Les émissions de gaz à effet de serre par habitant ont passé de 7,8 à 6,4 tonnes. La hausse due aux carburants (+13%) a pu être compensée dans d'autres secteurs, a indiqué jeudi l'Office fédéral de l'environnement (OFEV).

Une série de mesures ont été prises pour atteindre le but fixé par le Protocole de Kyoto: taxe CO2 sur les combustibles, programme énergétique sur les bâtiments, prescriptions sur les émissions des véhicules.

+34% de voitures

Elles sont venues s'ajouter à d'autres facteurs favorables: hausse de l'efficacité énergétique, promotion des transports publics, transfert des marchandises de la route au rail, réglementation des gaz synthétiques.

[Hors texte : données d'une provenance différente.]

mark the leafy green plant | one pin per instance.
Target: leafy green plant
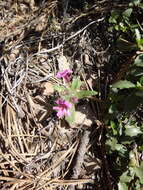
(70, 93)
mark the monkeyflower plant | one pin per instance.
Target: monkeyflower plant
(70, 93)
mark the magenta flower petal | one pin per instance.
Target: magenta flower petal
(65, 74)
(63, 108)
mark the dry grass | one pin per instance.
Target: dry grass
(36, 150)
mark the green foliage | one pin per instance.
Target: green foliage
(72, 92)
(122, 84)
(125, 133)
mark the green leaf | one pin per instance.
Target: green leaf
(114, 146)
(132, 130)
(122, 186)
(139, 60)
(141, 80)
(85, 93)
(122, 84)
(76, 83)
(128, 12)
(59, 88)
(138, 71)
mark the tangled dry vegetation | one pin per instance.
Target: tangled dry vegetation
(37, 151)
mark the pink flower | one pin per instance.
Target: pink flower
(65, 74)
(62, 108)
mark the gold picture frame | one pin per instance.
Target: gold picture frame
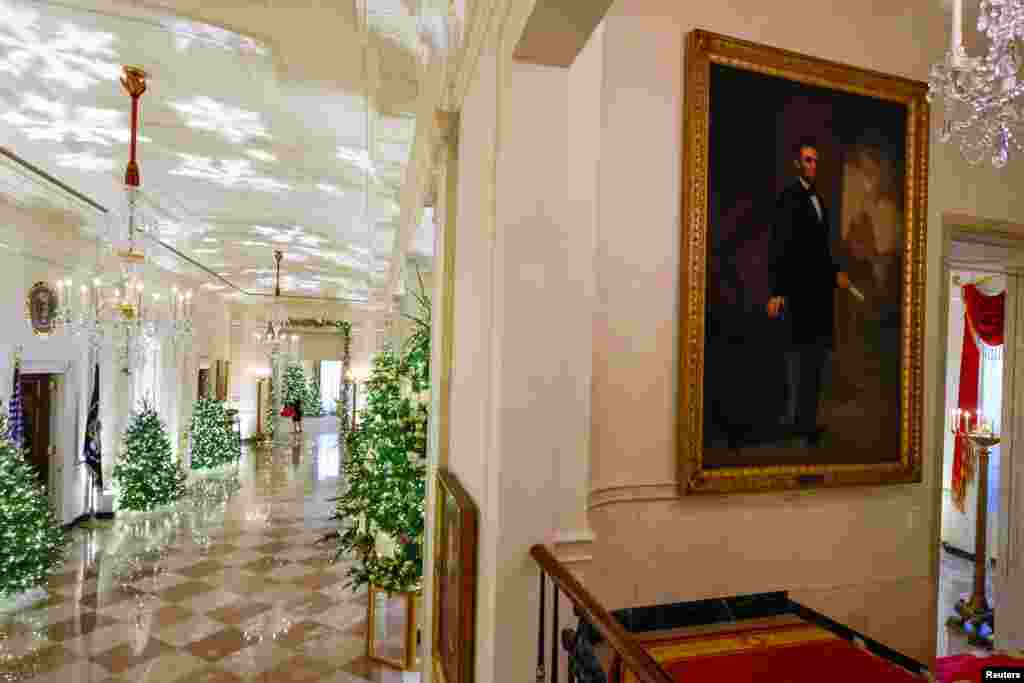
(709, 56)
(41, 309)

Sans les mesures nationales, la Suisse aurait émis environ 4,5 millions de tonnes de CO2 de plus par an. Elle a en effet vu, entre 2008 et 2012, sa population augmenter de 18%, son nombre de voitures de 34% et son produit national brut de 36%.

Objectif plus ambitieux

Berne n'en a pas moins recouru à d'autres instruments autorisés par le Protocole de Kyoto. L'achat de certificats à l'étranger a été comptabilisé à hauteur de 2,5 millions de tonnes par an. L'effet de puits de CO2 des forêts suisses a quant à lui représenté 1,6 million de tonne par an.

Le surplus enregistré par rapport au but de 8% sera reporté sur la période actuelle. Il s'agit désormais d'affronter un nouvel engagement nettement plus ambitieux. La Suisse a annoncé, pour la période 2013-2020, un objectif de réduction des gaz à effet de serre de 20% par rapport à 1990. Elle est sur la bonne voie, selon l'OFEV.

Les émissions baissent progressivement. Les secteurs du bâtiment et des transports offrent la plus grande marge d'amélioration.